Samantha Gaines, a dog welfare expert at the charity, said: “What's really worrying is that the bans have come with such frequency that there may be owners who are not prepared for this, being able to make sure their dog is happy wearing their dog. mask.
“There is some fear that people, for whatever reason, have left it a little too late, and what that means.”
She added: “Breed is not a good or reliable indicator for predicting aggressive behaviour.
“Whether or not a dog continues to use aggressive behavior depends on how he was raised, how he was raised, and his life experiences.”
Instead of targeting dogs with new laws, Dr Gaines said existing legislation should be used more effectively to crack down on people who exploit and breed animals irresponsibly.
She warned against “misleading the public that they will be safer when we really have to address the root causes.”

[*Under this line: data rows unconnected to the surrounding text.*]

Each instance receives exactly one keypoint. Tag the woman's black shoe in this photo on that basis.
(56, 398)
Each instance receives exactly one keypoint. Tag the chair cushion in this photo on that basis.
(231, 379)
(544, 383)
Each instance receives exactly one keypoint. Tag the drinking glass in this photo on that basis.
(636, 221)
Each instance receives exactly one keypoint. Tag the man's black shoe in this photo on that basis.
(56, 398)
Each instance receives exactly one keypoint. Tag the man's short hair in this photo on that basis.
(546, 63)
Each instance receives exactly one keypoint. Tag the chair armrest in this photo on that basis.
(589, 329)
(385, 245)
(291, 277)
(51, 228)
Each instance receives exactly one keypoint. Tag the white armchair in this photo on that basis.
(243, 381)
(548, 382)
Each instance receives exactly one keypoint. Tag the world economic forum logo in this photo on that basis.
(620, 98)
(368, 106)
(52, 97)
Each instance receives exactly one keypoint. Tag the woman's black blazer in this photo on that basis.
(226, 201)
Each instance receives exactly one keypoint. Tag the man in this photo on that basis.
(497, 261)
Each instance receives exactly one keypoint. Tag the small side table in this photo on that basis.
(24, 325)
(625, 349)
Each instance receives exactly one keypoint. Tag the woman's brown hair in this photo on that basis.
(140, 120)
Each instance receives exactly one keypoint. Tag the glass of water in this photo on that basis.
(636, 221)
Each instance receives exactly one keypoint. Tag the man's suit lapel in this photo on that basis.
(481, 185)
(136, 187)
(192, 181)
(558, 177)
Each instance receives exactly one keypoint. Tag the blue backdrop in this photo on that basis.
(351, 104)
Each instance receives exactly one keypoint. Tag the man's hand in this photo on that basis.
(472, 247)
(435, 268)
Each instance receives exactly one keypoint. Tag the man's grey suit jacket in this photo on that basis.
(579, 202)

Meanwhile, the Association of Dog and Cat Homes (ADCH) has warned of a rise in dog abandonment rates, and said the new rules could lead to a “postcode lottery” for vets to help dog owners meet conditions.
To qualify for an exemption certificate, owners must prove that their XL bully has been neutered by June 30.
If the puppy is less than a year old by January 31, it must be neutered by the end of 2024, and evidence must be provided.
In addition to neutering their animals, owners of XL bullies seeking an exemption must also pay an application fee, obtain active general liability insurance for their pets and ensure the dogs are microchipped.
The Department for Environment, Food and Rural Affairs (Defra) said a “gradual approach” was being taken to the restrictions in order to safely manage the current population of XL bullies with the breed eventually being banned.
The dogs were added to the Dangerous Dogs Act on October 31, giving their owners two months to prepare for the first phase of restrictions.
People with dangerously out-of-control dogs can be jailed for 14 years, banned from owning animals, and their pets can be abandoned.
“The Prime Minister has pledged to take swift and decisive action to protect the public from devastating dog attacks, with measures in place by the end of 2023,” Barclay said.
“We have delivered on that pledge – it is now a legal requirement for XL Bully puppies to be muzzled and placed in public. It is also now illegal to breed, sell, advertise, gift, exchange, give away or let XL Bully puppies stray.
“All XL bully dog owners are expected to abide by the law and we will continue to work closely with police, dog experts, veterinary medicine and animal welfare groups, as further restrictions on XL bully dogs come into force on 1 February.”